In GNU Emacs version 21, you will create and enter a `*Backtrace*' buffer that says:
---------- Buffer: *Backtrace* ----------
Debugger entered--Lisp error:
(wrong-type-argument number-or-marker-p hello)
+(2 hello)
eval((+ 2 (quote hello)))
eval-last-sexp-1(nil)
eval-last-sexp(nil)
call-interactively(eval-last-sexp)
---------- Buffer: *Backtrace* ----------
|
As usual, the error message tries to be helpful and makes sense after you learn how to read it.
The first part of the error message is straightforward; it says
`wrong type argument'. Next comes the mysterious jargon word
`number-or-marker-p'. This word is trying to tell you what
kind of argument the + expected.
The symbol number-or-marker-p says that the Lisp interpreter is
trying to determine whether the information presented it (the value of
the argument) is a number or a marker (a special object representing a
buffer position). What it does is test to see whether the + is
being given numbers to add. It also tests to see whether the
argument is something called a marker, which is a specific feature of
Emacs Lisp. (In Emacs, locations in a buffer are recorded as markers.

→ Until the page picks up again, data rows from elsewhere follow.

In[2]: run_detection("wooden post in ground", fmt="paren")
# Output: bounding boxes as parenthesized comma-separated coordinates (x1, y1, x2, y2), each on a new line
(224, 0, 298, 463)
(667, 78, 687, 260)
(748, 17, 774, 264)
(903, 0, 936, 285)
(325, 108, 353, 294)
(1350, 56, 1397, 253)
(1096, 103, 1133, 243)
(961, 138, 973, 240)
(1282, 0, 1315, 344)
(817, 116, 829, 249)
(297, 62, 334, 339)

When the mark is set with the C-@ or C-SPC command,
its position is kept as a marker. The mark can be considered a
number--the number of characters the location is from the beginning
of the buffer.) In Emacs Lisp, + can be used to add the
numeric value of marker positions as numbers.
The `p' of number-or-marker-p is the embodiment of a
practice started in the early days of Lisp programming. The `p'
stands for `predicate'. In the jargon used by the early Lisp
researchers, a predicate refers to a function to determine whether some
property is true or false. So the `p' tells us that
number-or-marker-p is the name of a function that determines
whether it is true or false that the argument supplied is a number or
a marker. Other Lisp symbols that end in `p' include zerop,
a function that tests whether its argument has the value of zero, and
listp, a function that tests whether its argument is a list.
Finally, the last part of the error message is the symbol hello.
This is the value of the argument that was passed to +. If the
addition had been passed the correct type of object, the value passed
would have been a number, such as 37, rather than a symbol like
hello. But then you would not have got the error message.
In GNU Emacs version 20 and before, the echo area displays an error message that says:
Wrong type argument: number-or-marker-p, hello |
This says, in different words, the same as the top line of the `*Backtrace*' buffer.